At a later meeting in the White House Situation Room, Trump began speaking, not for the first time, about his desire to make a profit from the deployment of American soldiers. Tillerson had finally had enough. The authors describe the moment. The secretary of state stood, facing away from the president and toward officers and aides in the room.
“I’ve never put on a uniform, but I know this,” the authors quote Tillerson saying. “Every person who has put on a uniform, the people in this room, they don’t do it to make a buck. They did it for their country, to protect us. I want everyone to be clear about how much we as a country value their service.”
Trump grew red in the face, but saved his fire for later. The chairman of the Joint Chiefs of Staff later called Tillerson, his voice unsteady with emotion, to thank him. There aren’t a lot of moments in “A Very Stable Genius” in which people do the right instead of the expedient thing. Some of these scenes may make the reader unsteady with emotion as well.
There’s a lot more here, amid the peeling wallpaper of the American experiment. Trump considered awarding himself the Medal of Freedom. He informed the Indian prime minister Narendra Modi, wrongly: “It’s not like you’ve got China on your border.” Photographs emerged of Colbie Holderness, one of the former White House staff secretary Rob Porter’s ex-wives, with a black eye. She said Porter gave it to her. Trump had another explanation. The authors write: “Maybe, Trump said, Holderness purposefully ran into a refrigerator to give herself bruises and try to get money out of Porter?”

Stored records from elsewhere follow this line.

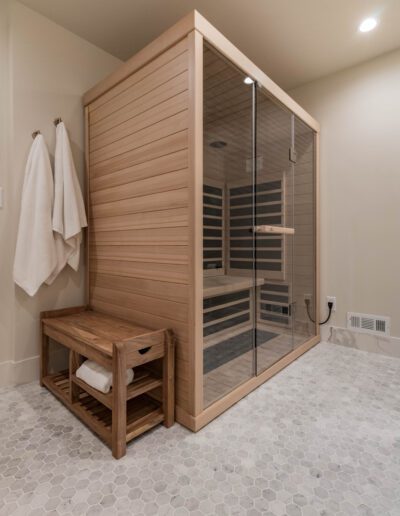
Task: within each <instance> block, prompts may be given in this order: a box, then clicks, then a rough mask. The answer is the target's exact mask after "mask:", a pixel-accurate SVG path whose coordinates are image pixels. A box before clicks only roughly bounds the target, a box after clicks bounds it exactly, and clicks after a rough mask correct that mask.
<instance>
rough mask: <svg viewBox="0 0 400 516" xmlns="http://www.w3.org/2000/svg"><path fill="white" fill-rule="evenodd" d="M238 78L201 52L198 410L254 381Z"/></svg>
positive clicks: (252, 291)
mask: <svg viewBox="0 0 400 516" xmlns="http://www.w3.org/2000/svg"><path fill="white" fill-rule="evenodd" d="M244 79H245V76H244V75H243V74H242V73H241V72H240V71H238V70H237V68H235V67H234V66H233V65H232V64H231V63H230V62H228V61H227V60H226V59H224V58H223V57H222V56H220V55H219V54H218V53H217V52H216V51H215V50H213V49H212V48H210V47H208V46H205V48H204V178H203V190H204V196H203V210H204V215H203V253H204V255H203V271H204V272H203V274H204V300H203V333H204V341H203V342H204V352H203V358H204V361H203V362H204V406H208V405H210V404H211V403H213V402H214V401H215V400H217V399H219V398H221V397H222V396H224V395H225V394H227V393H228V392H230V391H231V390H233V389H234V388H235V387H237V386H238V385H239V384H241V383H243V382H245V381H246V380H248V379H249V378H251V377H252V376H253V375H254V325H253V310H252V306H253V304H254V302H253V297H254V289H253V252H252V249H253V233H252V231H251V230H252V226H253V219H252V216H253V213H252V192H253V170H252V149H253V136H252V135H253V132H252V120H253V118H252V107H253V102H254V99H253V88H254V86H253V85H252V84H246V83H244ZM268 194H269V192H267V191H266V192H265V193H264V195H268Z"/></svg>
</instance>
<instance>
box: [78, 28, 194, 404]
mask: <svg viewBox="0 0 400 516" xmlns="http://www.w3.org/2000/svg"><path fill="white" fill-rule="evenodd" d="M188 66H189V53H188V38H187V37H185V38H184V39H183V40H181V41H180V42H179V43H177V44H176V45H174V46H173V47H171V48H170V49H168V50H167V51H165V52H164V53H163V54H161V55H160V56H158V57H157V58H155V59H154V60H152V61H151V62H149V63H148V64H147V65H145V66H144V67H143V68H141V69H139V70H138V71H137V72H135V73H134V74H132V75H130V76H129V77H128V78H126V79H125V80H124V81H122V82H121V83H119V84H117V85H116V86H114V87H113V88H112V89H111V90H109V91H107V92H106V93H105V94H103V95H102V96H101V97H99V98H98V99H96V100H94V101H93V102H92V103H91V104H89V106H88V117H89V119H88V127H89V142H88V146H89V149H88V151H89V192H90V195H89V208H90V209H89V213H90V223H89V227H90V233H89V271H90V273H89V303H90V305H91V306H92V307H93V308H94V309H96V310H98V311H101V312H104V313H109V314H112V315H115V316H118V317H121V318H125V319H129V320H132V321H135V322H137V323H140V324H142V325H145V326H148V327H149V328H152V329H153V328H154V329H157V328H164V327H167V328H172V329H173V330H174V332H175V335H176V336H177V339H178V342H177V361H176V403H177V405H178V406H179V407H180V408H181V409H183V410H184V411H185V412H187V413H191V403H190V396H189V392H190V387H189V357H188V338H189V335H188V326H187V323H188V306H189V300H188V295H189V285H188V283H189V272H188V270H189V267H188V242H189V228H188V220H189V214H188V209H189V208H188V197H189V191H188V186H189V170H188V166H189V165H188V164H189V157H188V123H189V119H188V107H189V101H188Z"/></svg>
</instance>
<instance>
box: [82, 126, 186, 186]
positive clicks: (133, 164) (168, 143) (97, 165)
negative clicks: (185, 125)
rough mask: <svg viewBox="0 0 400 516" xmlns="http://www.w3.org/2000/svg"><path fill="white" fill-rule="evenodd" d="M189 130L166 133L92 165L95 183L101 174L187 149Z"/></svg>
mask: <svg viewBox="0 0 400 516" xmlns="http://www.w3.org/2000/svg"><path fill="white" fill-rule="evenodd" d="M187 145H188V132H187V129H184V130H183V131H179V132H178V133H173V134H169V135H166V136H165V137H164V138H160V139H158V140H155V141H152V142H150V143H149V144H147V145H142V146H141V147H139V148H134V149H132V150H130V151H128V152H125V153H124V154H122V155H118V156H113V157H110V158H108V159H105V160H103V161H101V162H100V163H98V164H96V165H93V164H91V166H90V173H91V177H93V178H94V184H95V185H96V180H97V179H98V178H99V177H100V176H104V175H108V174H112V173H114V172H118V171H123V170H124V169H127V168H128V167H133V166H134V165H138V164H141V165H143V163H146V162H147V161H150V160H152V159H155V158H159V157H161V156H165V155H166V154H170V153H172V152H176V151H180V150H183V149H185V150H186V149H187Z"/></svg>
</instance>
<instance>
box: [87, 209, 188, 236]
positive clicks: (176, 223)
mask: <svg viewBox="0 0 400 516" xmlns="http://www.w3.org/2000/svg"><path fill="white" fill-rule="evenodd" d="M155 207H156V206H155ZM187 224H188V214H187V208H186V207H185V208H175V209H172V210H170V209H168V210H162V211H158V210H157V211H149V212H147V213H129V214H124V215H115V216H114V217H104V218H102V219H100V218H97V217H91V223H90V225H91V227H92V229H93V231H95V232H97V231H111V230H115V231H118V230H122V229H147V228H170V227H183V228H185V227H187ZM182 231H185V229H182Z"/></svg>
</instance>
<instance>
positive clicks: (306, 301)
mask: <svg viewBox="0 0 400 516" xmlns="http://www.w3.org/2000/svg"><path fill="white" fill-rule="evenodd" d="M304 302H305V304H306V308H307V315H308V318H309V319H310V321H311V322H313V323H314V324H315V320H314V319H313V318H312V317H311V315H310V300H309V299H305V300H304ZM328 308H329V314H328V317H327V318H326V319H325V321H323V322H322V323H318V324H319V325H320V326H322V325H323V324H326V323H327V322H328V321H329V319H330V318H331V315H332V308H333V303H332V301H329V302H328Z"/></svg>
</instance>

There are grainy details of a physical altercation between Kelly and Corey Lewandowski. There is the belittling, by nearly everyone, of the acting chief of staff Mick Mulvaney (“He’ll take whatever I offer him”; “Mick just wants to be liked.”). There is commentary about Robert Mueller’s failure to press the president for a face-to-face interview during his investigation. There are descriptions of Mike Pence as “a wax museum guy,” able to blithely absorb any amount of insanity without comment.
In his memoir “A Good Life: Newspapering and Other Adventures,” the Washington Post editor Ben Bradlee wrote that Richard Nixon’s press secretary, Ron Ziegler, was “a small-bore man, over his head, and riding a bad horse.”
These words apply, one thinks while reading Rucker and Leonnig’s more than competent book, to nearly every adviser and staffer now in Trump’s orbit. The authors write: “The ineptitude came from the very top.”